You are wondering why so many princes (10 - 20 ) at same time.
I thought that while the prince is fetching resources over internet, the cpu will be idle and others prince could execute in this meantime. right ?

But , my Dual Core does not work like my theory, more than 10 princes at same time the average response time decrease too much. ~(5 - 6 ) seconds per pdf.

What is the best approach to create a bulk ( more than 100 pdfs ) ?
On my test, 100 pdfs will be done in ~ 6minutes.


Thanks Michael
mikeday
Do the remote images and style sheets often change? If they don't, you can get a huge speed improvement by caching them as local files on the same machine.
tchapa
Yeah, caching the assets on my filesystem is much better.

real	0m0.866s
user	0m0.497s
sys	0m0.080s


My real problem happens when a request is made to create 100 pdfs ( Bulk operation). When this happen, I am spawning 10 prince process at time.

real	0m5.344s
user	0m0.921s
sys	0m0.129s


Any idea for better throughput ?

Thanks
mikeday
Would you be able to email me (mikeday@yeslogic.com) a representative sample document + images and style sheets? We can run some profiling here, see if we have any recommendations about boosting speed.
wachunga
Any updates on how this panned out? My team is also doing bulk pdf creation with nodejs and I would love to hear if you were able to increase speed.

Pulse Energy

tom
It's also very important for our system, the speed of bulk pdf creation is critical.
I think that reusing the process would be a easy and useful way to speed up.
mikeday
Are you currently running multiple Prince processes in parallel? How fast is it running?
sfinktah
Making rediculously large numbers of non-threaded applications run is something of a specialty for me.

We have a 64-core AMD bulldozer with 128GB of RAM, and we use taskset to set the affinity of a process to a particular code. (We don't use it for prince though).

In your situation, I would probably go for (if I were setting it up on the bulldozer) 64 x gearman workers, which would accept jobs and return results. You can spread the workers across multiple machines.

As Mike says, caching locally - I find that my local SQUID proxy is always caching things, so much so, I have explicitly had to prefix http_proxy= to the start of every prince run, or risk getting out of date files.

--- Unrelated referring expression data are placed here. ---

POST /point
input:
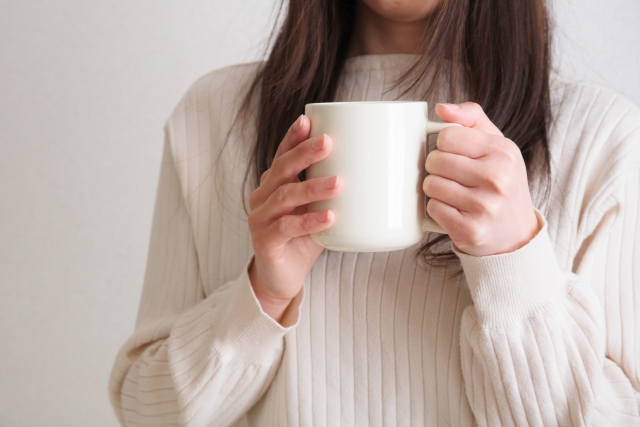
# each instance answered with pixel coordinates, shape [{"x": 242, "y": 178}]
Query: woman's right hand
[{"x": 279, "y": 222}]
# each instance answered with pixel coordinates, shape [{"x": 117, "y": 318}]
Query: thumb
[{"x": 468, "y": 114}]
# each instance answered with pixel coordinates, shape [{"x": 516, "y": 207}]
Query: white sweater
[{"x": 547, "y": 335}]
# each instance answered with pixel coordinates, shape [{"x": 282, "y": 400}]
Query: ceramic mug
[{"x": 379, "y": 150}]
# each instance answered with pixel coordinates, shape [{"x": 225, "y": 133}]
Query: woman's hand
[
  {"x": 279, "y": 222},
  {"x": 478, "y": 185}
]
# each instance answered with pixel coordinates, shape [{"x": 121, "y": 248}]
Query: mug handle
[{"x": 428, "y": 224}]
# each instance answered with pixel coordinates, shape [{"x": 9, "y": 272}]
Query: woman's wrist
[{"x": 273, "y": 307}]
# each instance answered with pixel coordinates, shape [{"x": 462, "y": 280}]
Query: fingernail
[
  {"x": 322, "y": 216},
  {"x": 331, "y": 182},
  {"x": 450, "y": 106},
  {"x": 318, "y": 142}
]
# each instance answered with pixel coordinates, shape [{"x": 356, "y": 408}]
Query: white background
[{"x": 85, "y": 88}]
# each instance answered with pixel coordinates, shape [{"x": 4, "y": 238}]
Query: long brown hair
[{"x": 499, "y": 48}]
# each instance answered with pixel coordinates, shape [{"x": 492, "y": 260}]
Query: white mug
[{"x": 379, "y": 150}]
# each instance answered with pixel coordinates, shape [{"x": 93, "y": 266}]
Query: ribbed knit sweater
[{"x": 548, "y": 335}]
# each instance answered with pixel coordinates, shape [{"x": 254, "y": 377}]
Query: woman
[{"x": 534, "y": 320}]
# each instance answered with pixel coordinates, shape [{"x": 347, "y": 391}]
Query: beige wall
[{"x": 84, "y": 90}]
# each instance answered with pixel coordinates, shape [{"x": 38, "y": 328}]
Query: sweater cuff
[
  {"x": 508, "y": 288},
  {"x": 243, "y": 330}
]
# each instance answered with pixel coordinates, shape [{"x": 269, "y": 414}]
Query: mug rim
[{"x": 364, "y": 102}]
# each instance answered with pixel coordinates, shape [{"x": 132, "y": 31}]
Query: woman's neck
[{"x": 374, "y": 34}]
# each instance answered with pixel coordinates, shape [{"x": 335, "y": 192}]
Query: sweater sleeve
[
  {"x": 194, "y": 359},
  {"x": 538, "y": 346}
]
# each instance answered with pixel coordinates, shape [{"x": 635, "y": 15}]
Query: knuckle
[
  {"x": 306, "y": 221},
  {"x": 253, "y": 199},
  {"x": 282, "y": 225},
  {"x": 428, "y": 185},
  {"x": 500, "y": 184},
  {"x": 280, "y": 195}
]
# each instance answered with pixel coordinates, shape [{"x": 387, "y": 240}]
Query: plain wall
[{"x": 85, "y": 88}]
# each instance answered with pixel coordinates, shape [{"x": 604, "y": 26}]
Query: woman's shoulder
[
  {"x": 592, "y": 127},
  {"x": 219, "y": 92}
]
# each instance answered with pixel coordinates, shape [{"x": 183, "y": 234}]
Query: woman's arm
[
  {"x": 533, "y": 344},
  {"x": 542, "y": 345},
  {"x": 193, "y": 359}
]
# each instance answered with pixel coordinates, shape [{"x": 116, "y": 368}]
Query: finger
[
  {"x": 447, "y": 217},
  {"x": 289, "y": 196},
  {"x": 287, "y": 167},
  {"x": 291, "y": 226},
  {"x": 468, "y": 114},
  {"x": 298, "y": 132},
  {"x": 461, "y": 169},
  {"x": 449, "y": 192},
  {"x": 467, "y": 142}
]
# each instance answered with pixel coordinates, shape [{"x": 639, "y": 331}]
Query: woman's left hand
[{"x": 478, "y": 185}]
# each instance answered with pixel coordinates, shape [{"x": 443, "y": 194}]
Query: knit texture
[{"x": 548, "y": 335}]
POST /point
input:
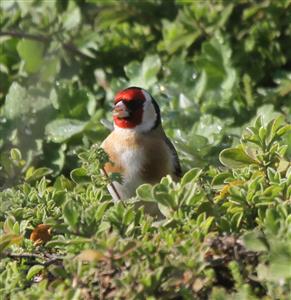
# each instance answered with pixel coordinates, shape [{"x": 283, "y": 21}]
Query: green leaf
[
  {"x": 33, "y": 271},
  {"x": 71, "y": 214},
  {"x": 31, "y": 52},
  {"x": 15, "y": 154},
  {"x": 14, "y": 104},
  {"x": 61, "y": 130},
  {"x": 72, "y": 18},
  {"x": 191, "y": 176},
  {"x": 34, "y": 175},
  {"x": 144, "y": 192},
  {"x": 255, "y": 242},
  {"x": 80, "y": 176},
  {"x": 236, "y": 158},
  {"x": 144, "y": 75}
]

Prince also honours the <base url="http://server.local"> tag, which can be a quick way to transform the network location of sources in a document.

Any rules that apply to ordinary web page creation, i.e. optimising your CSS and including it all in one file, they would apply even more so.

If you need a hand with gearman, I have written some BASH scripts that implement the basic gearman protocol, and can be used to run jobs and return results. Launching the jobs is even easier, you can use PHP for that (again, I've written my own set of simple tcp libraries anyway, as i have issues with the ones provided.

If (god help me) there is any javascript involved in the rendering process, I would most attempt to remove that (pre-process in node, or just find another way).

I also generate CSS files for all the fonts I use, but I have a feeling that could slow matters down... Mike would have to answer that.